If anyone wants to know how the thing began, and what we were trying to do, he can find it all in a letter I wrote you on October 1st last year, the night before we left Porta de la Luz. By George! If I had known what was in store for us, I think I should have sneaked into a shore boat that night. And yet — well, maybe, even with my eyes open I would have stood by the Doctor and seen it through. On second thoughts I have not a doubt that I would.

Well, starting from the day that we left Grand Canary I will carry on with my experiences.

The moment we were clear, of the port, old man Maracot fairly broke into flames. The time for action had come at last and all the damped-down energy of the man came flaring up. I tell you he took hold of that ship and of everyone and everything in it, and bent it all to his will.

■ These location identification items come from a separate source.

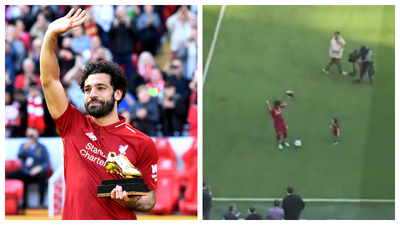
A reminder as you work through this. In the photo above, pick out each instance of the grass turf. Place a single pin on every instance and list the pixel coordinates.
(261, 52)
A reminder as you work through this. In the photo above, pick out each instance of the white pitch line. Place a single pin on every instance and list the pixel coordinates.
(337, 200)
(213, 43)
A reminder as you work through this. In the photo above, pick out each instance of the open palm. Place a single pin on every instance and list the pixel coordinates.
(67, 22)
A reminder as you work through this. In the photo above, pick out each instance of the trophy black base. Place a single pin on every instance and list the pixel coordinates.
(132, 186)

The dry, creaking, absent-minded scholar had suddenly vanished, and instead there emerged a human electrical machine, crackling with vitality and quivering from the great driving force within. His eyes gleamed behind his glasses like flames in a lantern. He seemed to be everywhere at once, working out distances on his chart, comparing reckonings with the skipper, driving Bill Scanlan along, setting me on to a hundred odd jobs, but it was all full of method and with a definite end. He developed an unexpected knowledge of electricity and of mechanics and spent much of his time working at the machinery which Scanlan, under his supervision, was now carefully piecing together.

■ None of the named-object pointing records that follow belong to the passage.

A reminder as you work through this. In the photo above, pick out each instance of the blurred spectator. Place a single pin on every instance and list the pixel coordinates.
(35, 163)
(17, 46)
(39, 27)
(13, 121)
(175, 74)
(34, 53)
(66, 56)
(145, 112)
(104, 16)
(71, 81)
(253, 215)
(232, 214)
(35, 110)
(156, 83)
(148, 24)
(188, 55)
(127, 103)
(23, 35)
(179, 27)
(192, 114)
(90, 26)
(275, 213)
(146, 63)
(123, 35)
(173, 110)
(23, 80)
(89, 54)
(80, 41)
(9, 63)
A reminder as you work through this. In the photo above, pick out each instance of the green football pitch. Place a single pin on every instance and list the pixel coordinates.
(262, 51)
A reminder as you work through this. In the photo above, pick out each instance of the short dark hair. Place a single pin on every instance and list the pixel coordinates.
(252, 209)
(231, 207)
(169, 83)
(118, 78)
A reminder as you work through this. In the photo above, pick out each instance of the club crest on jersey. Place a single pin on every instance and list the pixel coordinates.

‘Say, Mr. Headley, it’s just dandy,’ said Bill, on the morning of the second day. ‘Come in here and have a look. The Doc. is a regular fellow and a whale of a slick mechanic.’

I had a most unpleasant impression that it was my own coffin at which I was gazing, but, even so, I had to admit that it was a very adequate mausoleum. The floor had been clamped to the four steel walls, and the porthole windows screwed into the centre of each. A small trapdoor at the top gave admission, and there was a second one at the base. The steel cage was supported by a thin but very powerful steel hawser, which ran over a drum, and was paid out or rolled in by the strong engine which we used for our deep-sea trawls. The hawser, as I understood, was nearly half a mile in length, the slack of it coiled round bollards on the deck. The rubber breathing-tubes were of the same length, and the telephone wire was connected with them, and also the wire by which the electric lights within could be operated from the ship’s batteries, though we had an independent instalment as well.